New York State is not that bad, but the city sucks the life out of the rest of the state. I am, from up in Broome County, NY but i am stuck down here in Redneckville Georgia. I swear some of these inbreeds still think they are fighting the good fight in the civil war. I just wonder when they are gonna realize they lost and get on with their lives... It could be worse man,...you could be from NY and stuck in the South!!


----------



## doberman152 (Feb 7, 2010)

Eric1371 said:


> Hello everybody,
> 
> I'm Eric from North Carolina, I'm new to hunting and even newer to bow hunting. I moved to New York a few years ago and 2 kids later I've found myself hanging out with a few hunters and learning tons. I really excited about turkey season coming up and can't wait til bow season in the fall. I'm waiting on my first bow to come in the mail that I purchased from someone on this website; its not technically my first bow but, I was given one to get started on and was quick to upgrade. I'm looking forward to learning everything I can about archery and bow hunting so I can enjoy my new found hobby.
> 
> ...


What part of NY you live in?


----------



## doberman152 (Feb 7, 2010)

11P&Y said:


> New York State is not that bad, but the city sucks the life out of the rest of the state. I am, from up in Broome County, NY but i am stuck down here in Redneckville Georgia. I swear some of these inbreeds still think they are fighting the good fight in the civil war. I just wonder when they are gonna realize they lost and get on with their lives... It could be worse man,...you could be from NY and stuck in the South!!

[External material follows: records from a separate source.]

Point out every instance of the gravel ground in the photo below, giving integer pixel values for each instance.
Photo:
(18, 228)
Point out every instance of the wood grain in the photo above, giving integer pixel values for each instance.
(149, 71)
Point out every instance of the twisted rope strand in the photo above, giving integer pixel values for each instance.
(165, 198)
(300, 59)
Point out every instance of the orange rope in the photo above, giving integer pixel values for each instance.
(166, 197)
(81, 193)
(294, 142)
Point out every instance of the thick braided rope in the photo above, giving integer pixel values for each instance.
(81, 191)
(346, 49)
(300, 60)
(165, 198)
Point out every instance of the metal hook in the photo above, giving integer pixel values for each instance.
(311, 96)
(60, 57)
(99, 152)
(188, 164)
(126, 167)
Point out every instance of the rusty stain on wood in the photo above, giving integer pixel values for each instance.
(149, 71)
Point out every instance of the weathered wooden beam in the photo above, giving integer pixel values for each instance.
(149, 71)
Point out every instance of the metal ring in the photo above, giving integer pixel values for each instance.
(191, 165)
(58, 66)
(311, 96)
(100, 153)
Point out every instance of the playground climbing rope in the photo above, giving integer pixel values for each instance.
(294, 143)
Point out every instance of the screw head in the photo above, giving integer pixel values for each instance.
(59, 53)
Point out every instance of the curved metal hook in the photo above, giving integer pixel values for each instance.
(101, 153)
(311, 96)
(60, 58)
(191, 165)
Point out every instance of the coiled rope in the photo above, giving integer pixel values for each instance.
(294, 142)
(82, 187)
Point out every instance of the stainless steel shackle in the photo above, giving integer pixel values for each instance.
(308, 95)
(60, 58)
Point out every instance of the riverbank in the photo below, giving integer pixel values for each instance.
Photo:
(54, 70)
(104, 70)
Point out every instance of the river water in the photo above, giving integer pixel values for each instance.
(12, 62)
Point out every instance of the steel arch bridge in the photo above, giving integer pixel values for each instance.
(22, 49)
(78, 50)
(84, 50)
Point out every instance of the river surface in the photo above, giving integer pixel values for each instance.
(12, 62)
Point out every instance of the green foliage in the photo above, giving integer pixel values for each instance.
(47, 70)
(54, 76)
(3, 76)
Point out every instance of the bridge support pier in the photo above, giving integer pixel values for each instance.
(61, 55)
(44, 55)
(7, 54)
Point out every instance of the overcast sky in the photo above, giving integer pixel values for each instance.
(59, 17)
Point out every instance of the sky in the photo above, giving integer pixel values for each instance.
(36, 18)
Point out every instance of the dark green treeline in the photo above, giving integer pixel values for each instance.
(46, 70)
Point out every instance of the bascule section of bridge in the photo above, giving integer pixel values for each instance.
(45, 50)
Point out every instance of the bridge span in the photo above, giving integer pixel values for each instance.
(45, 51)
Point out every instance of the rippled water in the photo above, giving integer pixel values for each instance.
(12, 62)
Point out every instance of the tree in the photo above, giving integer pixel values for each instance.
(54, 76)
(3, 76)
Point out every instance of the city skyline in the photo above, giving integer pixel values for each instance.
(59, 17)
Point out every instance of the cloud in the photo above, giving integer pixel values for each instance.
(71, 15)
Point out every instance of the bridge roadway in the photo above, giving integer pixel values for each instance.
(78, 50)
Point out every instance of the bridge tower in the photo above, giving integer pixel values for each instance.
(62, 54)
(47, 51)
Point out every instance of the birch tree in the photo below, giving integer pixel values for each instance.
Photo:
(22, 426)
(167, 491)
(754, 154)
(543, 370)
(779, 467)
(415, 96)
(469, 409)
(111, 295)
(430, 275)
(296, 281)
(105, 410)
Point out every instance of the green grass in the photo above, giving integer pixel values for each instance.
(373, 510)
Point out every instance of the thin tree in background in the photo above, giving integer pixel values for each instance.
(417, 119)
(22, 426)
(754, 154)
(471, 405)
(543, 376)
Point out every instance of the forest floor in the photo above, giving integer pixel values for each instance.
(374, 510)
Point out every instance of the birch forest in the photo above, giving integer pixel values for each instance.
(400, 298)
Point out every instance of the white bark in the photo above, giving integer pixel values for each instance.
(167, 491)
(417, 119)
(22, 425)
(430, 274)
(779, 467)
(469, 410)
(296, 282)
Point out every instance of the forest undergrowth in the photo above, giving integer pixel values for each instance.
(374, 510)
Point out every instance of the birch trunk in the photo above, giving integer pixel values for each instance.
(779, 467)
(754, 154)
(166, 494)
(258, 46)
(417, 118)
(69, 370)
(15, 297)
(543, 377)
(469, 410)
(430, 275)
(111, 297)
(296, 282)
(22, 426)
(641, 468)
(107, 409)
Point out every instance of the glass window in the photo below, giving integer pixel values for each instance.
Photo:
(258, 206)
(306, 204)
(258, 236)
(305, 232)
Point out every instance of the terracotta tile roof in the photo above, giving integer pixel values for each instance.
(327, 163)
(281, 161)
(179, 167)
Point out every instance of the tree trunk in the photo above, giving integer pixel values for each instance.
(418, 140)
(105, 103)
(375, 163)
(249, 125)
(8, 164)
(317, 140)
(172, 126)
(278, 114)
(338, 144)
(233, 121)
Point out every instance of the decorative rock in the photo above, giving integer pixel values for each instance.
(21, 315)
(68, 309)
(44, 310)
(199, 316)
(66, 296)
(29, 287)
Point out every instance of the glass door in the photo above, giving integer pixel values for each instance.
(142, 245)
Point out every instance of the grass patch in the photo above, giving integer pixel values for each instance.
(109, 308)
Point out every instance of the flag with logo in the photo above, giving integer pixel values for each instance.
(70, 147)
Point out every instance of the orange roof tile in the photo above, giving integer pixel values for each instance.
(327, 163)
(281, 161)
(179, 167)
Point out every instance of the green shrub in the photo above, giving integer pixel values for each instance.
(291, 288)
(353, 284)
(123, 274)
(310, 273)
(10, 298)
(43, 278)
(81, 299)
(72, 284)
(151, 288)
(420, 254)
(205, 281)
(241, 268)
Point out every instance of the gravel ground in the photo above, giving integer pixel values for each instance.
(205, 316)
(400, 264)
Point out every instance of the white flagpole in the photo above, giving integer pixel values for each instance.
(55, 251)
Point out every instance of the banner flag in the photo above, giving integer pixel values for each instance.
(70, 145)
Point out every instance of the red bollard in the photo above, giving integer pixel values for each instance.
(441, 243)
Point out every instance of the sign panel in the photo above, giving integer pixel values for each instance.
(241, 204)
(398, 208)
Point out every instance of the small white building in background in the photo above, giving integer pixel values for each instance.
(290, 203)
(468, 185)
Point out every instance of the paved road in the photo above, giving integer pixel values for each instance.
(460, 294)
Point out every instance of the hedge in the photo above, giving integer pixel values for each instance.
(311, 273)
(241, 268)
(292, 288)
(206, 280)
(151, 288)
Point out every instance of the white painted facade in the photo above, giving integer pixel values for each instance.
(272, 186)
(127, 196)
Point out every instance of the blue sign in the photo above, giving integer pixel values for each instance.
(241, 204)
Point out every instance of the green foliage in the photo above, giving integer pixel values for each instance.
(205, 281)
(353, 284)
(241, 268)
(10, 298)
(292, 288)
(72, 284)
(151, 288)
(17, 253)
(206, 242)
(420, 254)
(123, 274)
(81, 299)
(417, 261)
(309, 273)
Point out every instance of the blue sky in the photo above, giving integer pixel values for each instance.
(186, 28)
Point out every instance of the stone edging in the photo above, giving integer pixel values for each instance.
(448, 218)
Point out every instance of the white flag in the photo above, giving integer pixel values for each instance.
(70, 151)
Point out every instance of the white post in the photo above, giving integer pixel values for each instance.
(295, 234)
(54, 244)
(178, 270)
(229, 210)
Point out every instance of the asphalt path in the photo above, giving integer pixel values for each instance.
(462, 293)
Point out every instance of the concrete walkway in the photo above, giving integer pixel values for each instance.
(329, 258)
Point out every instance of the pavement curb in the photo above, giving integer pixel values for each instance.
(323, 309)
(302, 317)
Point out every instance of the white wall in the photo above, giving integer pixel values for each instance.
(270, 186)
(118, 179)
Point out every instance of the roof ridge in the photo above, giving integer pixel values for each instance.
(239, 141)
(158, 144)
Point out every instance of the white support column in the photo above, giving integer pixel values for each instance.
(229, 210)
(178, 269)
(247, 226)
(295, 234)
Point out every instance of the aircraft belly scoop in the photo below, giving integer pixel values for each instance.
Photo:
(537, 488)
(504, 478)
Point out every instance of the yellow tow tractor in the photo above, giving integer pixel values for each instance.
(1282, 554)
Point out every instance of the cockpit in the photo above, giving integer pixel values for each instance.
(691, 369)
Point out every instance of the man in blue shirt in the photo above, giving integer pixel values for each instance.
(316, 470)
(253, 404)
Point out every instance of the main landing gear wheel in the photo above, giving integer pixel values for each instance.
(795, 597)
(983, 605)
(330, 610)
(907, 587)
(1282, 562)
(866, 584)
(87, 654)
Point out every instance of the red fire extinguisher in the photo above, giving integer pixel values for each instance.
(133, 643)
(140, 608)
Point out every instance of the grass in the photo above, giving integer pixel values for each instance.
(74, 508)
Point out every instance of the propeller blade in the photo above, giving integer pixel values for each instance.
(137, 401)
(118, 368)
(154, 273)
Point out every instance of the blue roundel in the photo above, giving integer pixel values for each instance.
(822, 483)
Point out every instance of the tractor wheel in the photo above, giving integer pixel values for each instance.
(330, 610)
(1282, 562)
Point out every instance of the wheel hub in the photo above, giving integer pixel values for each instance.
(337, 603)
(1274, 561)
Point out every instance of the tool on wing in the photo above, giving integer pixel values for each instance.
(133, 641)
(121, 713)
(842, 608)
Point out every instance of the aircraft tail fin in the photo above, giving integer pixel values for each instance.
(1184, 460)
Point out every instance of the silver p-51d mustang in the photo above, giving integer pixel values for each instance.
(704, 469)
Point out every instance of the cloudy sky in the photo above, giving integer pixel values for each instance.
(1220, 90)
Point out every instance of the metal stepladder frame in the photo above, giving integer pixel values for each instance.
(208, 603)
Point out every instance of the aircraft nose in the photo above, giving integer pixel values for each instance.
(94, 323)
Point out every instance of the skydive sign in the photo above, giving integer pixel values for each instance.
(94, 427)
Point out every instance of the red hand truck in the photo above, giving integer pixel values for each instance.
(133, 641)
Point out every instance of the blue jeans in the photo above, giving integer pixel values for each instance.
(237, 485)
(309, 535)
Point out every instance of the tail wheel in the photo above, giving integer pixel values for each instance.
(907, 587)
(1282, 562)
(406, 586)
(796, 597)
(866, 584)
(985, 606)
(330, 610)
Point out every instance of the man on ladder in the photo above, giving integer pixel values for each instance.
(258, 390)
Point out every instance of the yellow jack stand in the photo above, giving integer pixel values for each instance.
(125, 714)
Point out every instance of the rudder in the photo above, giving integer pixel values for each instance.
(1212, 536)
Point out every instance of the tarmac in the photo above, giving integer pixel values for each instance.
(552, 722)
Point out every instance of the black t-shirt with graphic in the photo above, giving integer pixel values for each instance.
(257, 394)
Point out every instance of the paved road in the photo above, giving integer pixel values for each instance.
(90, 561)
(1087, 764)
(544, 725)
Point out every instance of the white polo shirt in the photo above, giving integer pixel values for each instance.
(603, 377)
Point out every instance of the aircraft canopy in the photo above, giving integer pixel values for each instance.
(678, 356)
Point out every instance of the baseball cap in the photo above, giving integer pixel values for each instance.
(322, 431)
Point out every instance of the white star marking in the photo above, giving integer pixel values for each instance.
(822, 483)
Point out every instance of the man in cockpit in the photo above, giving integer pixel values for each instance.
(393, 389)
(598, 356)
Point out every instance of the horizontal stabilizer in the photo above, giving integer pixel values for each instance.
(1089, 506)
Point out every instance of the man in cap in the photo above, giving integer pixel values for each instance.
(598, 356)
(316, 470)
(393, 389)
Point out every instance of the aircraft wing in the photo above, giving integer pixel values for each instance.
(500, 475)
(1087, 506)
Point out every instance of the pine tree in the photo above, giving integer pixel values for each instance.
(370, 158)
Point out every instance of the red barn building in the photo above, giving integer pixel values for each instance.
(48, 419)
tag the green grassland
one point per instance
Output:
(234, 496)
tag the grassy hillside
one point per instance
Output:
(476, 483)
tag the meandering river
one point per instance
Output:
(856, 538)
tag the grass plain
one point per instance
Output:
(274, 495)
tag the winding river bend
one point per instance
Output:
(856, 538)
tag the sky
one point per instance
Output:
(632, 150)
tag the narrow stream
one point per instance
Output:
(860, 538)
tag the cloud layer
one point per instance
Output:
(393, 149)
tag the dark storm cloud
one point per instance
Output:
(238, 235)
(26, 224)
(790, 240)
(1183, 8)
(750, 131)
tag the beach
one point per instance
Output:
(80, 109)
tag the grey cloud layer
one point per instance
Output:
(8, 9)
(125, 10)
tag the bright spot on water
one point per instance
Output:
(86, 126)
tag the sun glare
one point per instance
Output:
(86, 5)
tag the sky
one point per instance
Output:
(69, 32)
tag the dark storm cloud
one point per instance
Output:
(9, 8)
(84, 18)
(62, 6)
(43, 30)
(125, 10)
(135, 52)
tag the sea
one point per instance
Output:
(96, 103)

x2 on the fight the good fight, i lived in florida for 20 years and it's the same thing there, i recently moved to the woods in NH and man this place is nice, no hillbilly's.


----------



## Eric1371 (Apr 29, 2010)

I'm in Steuben County, between Corning and Addison.


----------



## NY911 (Dec 12, 2004)

Eric1371 said:


> I'm in Steuben County, between Corning and Addison.


Shoot! Thats like the IOWA of NY!!!!!!!!!!!!:thumbs_up


----------



## wicked1Joe (May 19, 2009)

:wav:
Welcome to AT


----------